Typical chapter 7 bankruptcies take 4-5 months and chapter 13 bankruptcies take 3-5 years. If clients are unable to become current on their secured obligations, e.g. car payment, mortgage payment; the secured creditor can file a Motion for Relief From Stay, which, if granted, will allow the secured creditor to initiate or continue their enforcement action (foreclosure/repossession) before the bankruptcy is discharged. Nine times out of ten a MRS is not an issue because the client is surrendering the item of property. In a chapter 7, if the client goes into it behind on her car payments or mortgage payments, a MRS is issued almost automatically by the secured creditor. In short, a Motion for Relief of Stay is used so that an action that is normally halted by bankruptcy may be initiated or continued notwithstanding the bankruptcy.

101- Bankruptcy Chapters

Wednesday, February 17th, 2010

WHAT KINDS OF BANKRUPTCY CASES ARE THERE?
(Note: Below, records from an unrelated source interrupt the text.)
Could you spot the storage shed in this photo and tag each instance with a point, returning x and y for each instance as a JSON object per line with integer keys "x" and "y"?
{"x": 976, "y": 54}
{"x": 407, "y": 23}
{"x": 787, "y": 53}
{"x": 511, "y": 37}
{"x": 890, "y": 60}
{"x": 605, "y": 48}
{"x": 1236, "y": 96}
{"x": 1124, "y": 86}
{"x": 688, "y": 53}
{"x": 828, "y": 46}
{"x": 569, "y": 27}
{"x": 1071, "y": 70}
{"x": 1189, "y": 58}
There are three  types of bankruptcy cases that a consumer would be interested in:

  • Chapter 7 is know as “straight” bankruptcy or “liquidation.” Debtors are provided certain cash limits on assets called “exemptions,” .  If a client is over these limits, the Debtor often has an opportunity to purchase back this property for the cash value over the exemption amount, from the Trustee.
  • Chapter 11, known as “reorganization,” is used by businesses and a few individual debtors whose debts are very high and they are unable to file a Chapter 13 or 7.
  • Chapter 13  requires a debtor to Chapter 13 Plan to repay a portion of certain debt,  from what is lets in their monthly household budget, after expenses.  This is the chapter that allows you to strip a mortgage from your home or cram a car to it’s value, for repayment.

Most people filing bankruptcy will want to file under  Chapter 7.   Either type of case may be filed individually or by a married couple filing jointly.